I remember the feeling when I plunged into something like depression, and I didn’t know who to turn to.
It felt like I’m drowning in this dark void of awful loneliness. So alone.
Like everything inside of me, my soul, just sinking into this pool of black ink. Everywhere I look, pitch-black—a potent cocktail of desperation and violent rage.
Unknowingly, I became an expert in compartmentalising my pain. I didn’t do it on purpose, somewhere along my life, I just learnt how to function normally.
I went to work normally, I led my team normally, I went to church normally, I laughed normally.
However, I was everything but normal. I was crumbling, and my days just became harder and harder.
I didn’t know how to open up. Who to turn to that won’t:
or worse, ask me to justify my feelings.
I tried to rationalise it away. My problems are small compared to the world.
I tried to pray it away. But the sadness stayed.
I tried to coat it with Words from the Bible. Nothing sticks.
I tried to escape it with Frasier. The laughter lasted only as long as the sitcom.

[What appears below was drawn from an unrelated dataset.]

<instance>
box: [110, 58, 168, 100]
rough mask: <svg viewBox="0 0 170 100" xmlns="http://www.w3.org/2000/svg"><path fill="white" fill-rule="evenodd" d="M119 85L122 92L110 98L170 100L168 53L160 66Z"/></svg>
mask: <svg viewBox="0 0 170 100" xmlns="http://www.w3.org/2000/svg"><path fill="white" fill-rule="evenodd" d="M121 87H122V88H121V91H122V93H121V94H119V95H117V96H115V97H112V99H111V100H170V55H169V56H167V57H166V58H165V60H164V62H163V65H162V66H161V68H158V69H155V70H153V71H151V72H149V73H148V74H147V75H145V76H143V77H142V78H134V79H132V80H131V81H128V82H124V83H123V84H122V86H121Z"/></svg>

I felt guilty and weak for feeling this way. I asked myself mockingly, “are you being melodramatic?”
Chin up! The world says.
In fact, someone brutally commented on my blog, “try not to be too dramatic!” I felt at once ashamed that I may be emotional. But angry too, for being judged.
Herein lies the problem.
Some of us are just too quick to pass comments based on our views.
Some of us, too busy to pause and listen.

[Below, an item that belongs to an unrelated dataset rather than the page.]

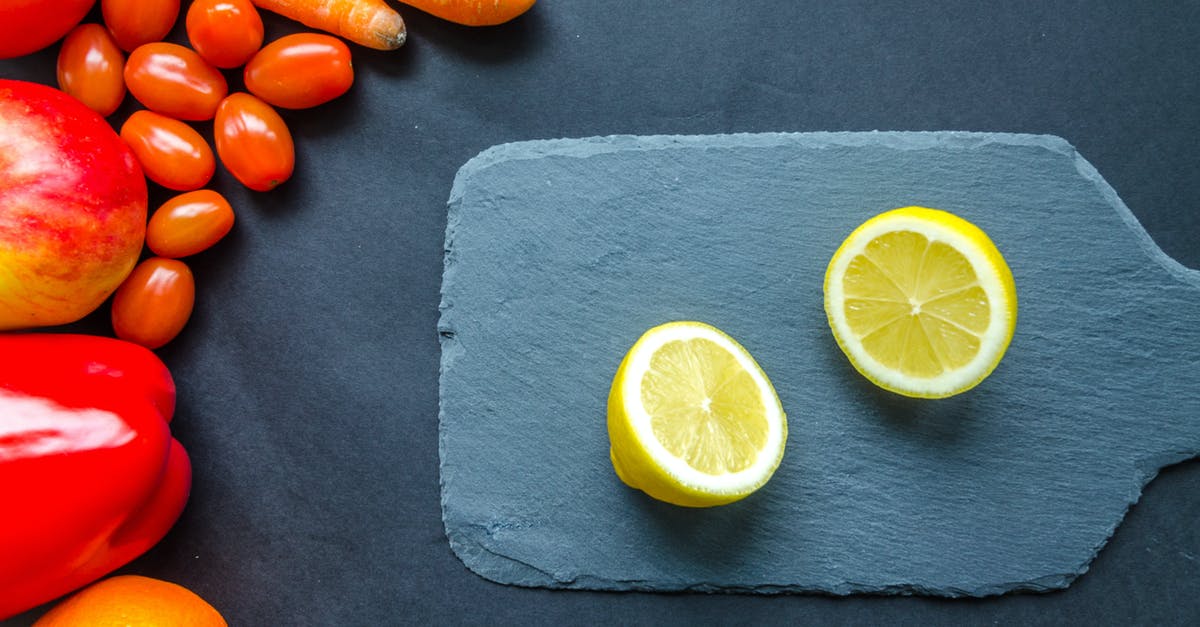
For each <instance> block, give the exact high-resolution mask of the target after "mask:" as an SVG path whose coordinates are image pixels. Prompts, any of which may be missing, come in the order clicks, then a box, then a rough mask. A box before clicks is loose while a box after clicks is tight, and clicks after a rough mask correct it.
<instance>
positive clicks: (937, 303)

The shortest verse in the Bible is—Jesus wept.
He is not dispassionate. He is empathetic in our weakness. He does not tell us to be less dramatic nor fault us for feeling sad. It is ok not to be ok. We can draw comfort from knowing that.
And if you know someone who is going through a tough time in life, please reach out to them.
We don’t need to be a counsellor, but we can be a friend, a listening ear, a shoulder to cry on.
We can be the one to give an encouraging smile, send an encouraging note, deliver a bouquet of flowers or chocolates maybe, or just offer help.
We may not be able to offer solutions to people’s situation, but we can be a comforting presence in their pain.